No other more pertinent reply being required of me, I simply opened my mouth and let the content of my devious internal thought processor flow out.
“Ah, versatile” I said. “That’d be what Byron and Shelley covered their bathroom walls with”!
You probably just experienced the same reaction as Faith did – a blank look, a pause to let what I’d said sink in, a groan and a barely suppressed urge to throw something sharp at me!
And that, of course, is because it wasn’t a “joke” that I had perpetrated but a PUN – if it had been a joke she (and you) would have LAUGHED!
For some reason a clever twisting of the meaning of a word or phrase for comic (in my opinion, anyway) effect is not regarded as FUNNY.
So how did puns and associated verbal slapstick come to be my chosen way of expressing my irrepressible sense of humour?
Well, I blame it on the BBC and specifically the radio comedy “I’m Sorry, I’ll Read That Again” (as mentioned in my earlier posting https://littlealfie.wordpress.com/2011/01/16 ) which contained an awful lot of THAT type of wordplay. The little group of which I was so proud to be a member within my class at Copleston School took up punning in a very big way as a result of that programme.
As with many things we did in those days we took it to extremes and managed to find a competitive side to puns which helped us through at least one of the non-academic, non-essential, boring school activities that we had to take part in. I am thinking specifically of the annual Harvest Festival service which required something like 600 boys to migrate about a mile and a half ON FOOT to St. Johns C of E church in Cauldwell Hall Road, Ipswich.
While writing this it has occurred to me, from a distance of more than 40 years, that it surely wasn’t beyond our wit to “bunk off” to my old friend Vincent’s house – which was right across the road from the church! Perhaps it didn’t occur to us or perhaps he had more sense than to ask us!
Whatever the reasons we endured the chronic boredom only by having a contest to see who could come up with the most puns about trees! I have no idea how the subject was chosen and if it WAS rigged by one of us who’d thought of some in advance I don’t think I’d have “twigged” – see how appallingly easy it is to do!
We came up with dozens, maybe even hundreds of them and we just fired them at each other like little wordy bullets all through the long wait outside the church and the interminable service inside. It made the whole thing bearable.
And having decided long ago that I agreed with my literary hero, the late, great Doctor Isaac Asimov that the pun is the HIGHEST form of wit (whatever others may say) I continue to utter them and always will.

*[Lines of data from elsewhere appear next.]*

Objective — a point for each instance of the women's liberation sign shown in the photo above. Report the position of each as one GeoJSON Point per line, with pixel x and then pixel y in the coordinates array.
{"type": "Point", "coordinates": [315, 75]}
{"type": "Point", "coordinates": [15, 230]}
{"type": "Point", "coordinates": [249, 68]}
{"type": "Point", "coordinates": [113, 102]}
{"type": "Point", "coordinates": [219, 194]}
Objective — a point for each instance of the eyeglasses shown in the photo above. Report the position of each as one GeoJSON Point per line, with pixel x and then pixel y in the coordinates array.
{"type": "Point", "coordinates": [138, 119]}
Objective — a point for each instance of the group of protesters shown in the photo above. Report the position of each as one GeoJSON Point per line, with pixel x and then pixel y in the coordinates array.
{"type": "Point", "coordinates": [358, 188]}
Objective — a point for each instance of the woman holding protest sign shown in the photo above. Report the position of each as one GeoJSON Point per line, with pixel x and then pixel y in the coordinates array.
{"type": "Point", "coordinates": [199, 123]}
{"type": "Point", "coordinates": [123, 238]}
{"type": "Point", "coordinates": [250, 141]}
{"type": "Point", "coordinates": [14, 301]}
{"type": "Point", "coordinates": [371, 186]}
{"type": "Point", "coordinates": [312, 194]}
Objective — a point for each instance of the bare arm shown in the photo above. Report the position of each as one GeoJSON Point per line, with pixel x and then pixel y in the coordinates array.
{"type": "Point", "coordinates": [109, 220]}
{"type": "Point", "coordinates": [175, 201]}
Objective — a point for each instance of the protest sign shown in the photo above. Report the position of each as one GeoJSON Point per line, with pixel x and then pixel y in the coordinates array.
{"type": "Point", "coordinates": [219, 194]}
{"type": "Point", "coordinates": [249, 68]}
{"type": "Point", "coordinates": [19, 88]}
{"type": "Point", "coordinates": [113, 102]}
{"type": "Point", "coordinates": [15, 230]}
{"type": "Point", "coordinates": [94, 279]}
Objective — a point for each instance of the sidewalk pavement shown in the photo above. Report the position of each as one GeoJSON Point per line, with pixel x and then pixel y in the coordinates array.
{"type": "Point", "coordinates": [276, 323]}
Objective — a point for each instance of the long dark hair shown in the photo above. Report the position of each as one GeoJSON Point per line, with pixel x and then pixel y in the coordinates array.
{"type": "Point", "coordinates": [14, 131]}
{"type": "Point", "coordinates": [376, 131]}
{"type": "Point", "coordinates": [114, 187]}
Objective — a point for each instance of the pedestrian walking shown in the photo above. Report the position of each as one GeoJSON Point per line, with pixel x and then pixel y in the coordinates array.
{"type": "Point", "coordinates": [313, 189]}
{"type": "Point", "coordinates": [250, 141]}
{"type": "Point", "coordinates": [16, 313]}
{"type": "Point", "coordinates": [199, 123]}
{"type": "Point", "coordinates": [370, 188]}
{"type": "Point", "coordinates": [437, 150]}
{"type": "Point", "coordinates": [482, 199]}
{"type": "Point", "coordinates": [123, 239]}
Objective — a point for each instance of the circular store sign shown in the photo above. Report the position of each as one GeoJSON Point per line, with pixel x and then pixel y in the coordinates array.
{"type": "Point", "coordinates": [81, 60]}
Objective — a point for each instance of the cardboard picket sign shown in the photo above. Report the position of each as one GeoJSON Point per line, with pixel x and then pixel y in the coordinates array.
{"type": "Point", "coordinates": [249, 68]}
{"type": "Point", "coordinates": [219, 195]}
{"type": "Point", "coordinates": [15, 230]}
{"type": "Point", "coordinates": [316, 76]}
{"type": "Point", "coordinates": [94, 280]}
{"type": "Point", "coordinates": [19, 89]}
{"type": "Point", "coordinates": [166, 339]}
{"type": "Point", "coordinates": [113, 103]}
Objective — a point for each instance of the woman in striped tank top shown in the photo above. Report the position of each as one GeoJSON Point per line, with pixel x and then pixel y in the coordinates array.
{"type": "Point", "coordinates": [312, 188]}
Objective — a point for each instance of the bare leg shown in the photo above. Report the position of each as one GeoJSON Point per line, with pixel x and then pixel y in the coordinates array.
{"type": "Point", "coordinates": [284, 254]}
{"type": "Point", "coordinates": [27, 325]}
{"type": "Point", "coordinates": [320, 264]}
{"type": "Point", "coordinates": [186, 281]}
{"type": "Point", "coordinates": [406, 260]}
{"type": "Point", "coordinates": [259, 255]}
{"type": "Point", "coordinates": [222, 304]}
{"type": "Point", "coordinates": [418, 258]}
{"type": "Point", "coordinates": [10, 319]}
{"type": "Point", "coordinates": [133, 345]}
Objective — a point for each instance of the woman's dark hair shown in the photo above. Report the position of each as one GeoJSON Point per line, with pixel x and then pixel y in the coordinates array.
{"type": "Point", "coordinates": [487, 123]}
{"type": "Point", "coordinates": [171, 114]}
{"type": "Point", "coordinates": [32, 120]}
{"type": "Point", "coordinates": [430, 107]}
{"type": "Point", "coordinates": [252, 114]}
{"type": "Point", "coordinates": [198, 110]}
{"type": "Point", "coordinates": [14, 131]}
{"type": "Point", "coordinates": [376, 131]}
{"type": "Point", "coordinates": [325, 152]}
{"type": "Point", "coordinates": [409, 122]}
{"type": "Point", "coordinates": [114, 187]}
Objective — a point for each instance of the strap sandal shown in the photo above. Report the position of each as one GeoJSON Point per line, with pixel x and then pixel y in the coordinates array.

Regular readers will be aware that I produced two of what I consider to be my best examples of this art form right here on this site. In case you missed them, however, I commend the following links to you with no apology whatsoever:
I am sure you will be delighted to know that I am trying very hard to surpass those two and if I manage it I promise to warn you first!
In the meantime I have FINALLY accepted that I am never going to get proper laughs from puns – just the “urrrrgh” sounds that invariably occur.
I suppose you could say that means that I’m all GROAN up now!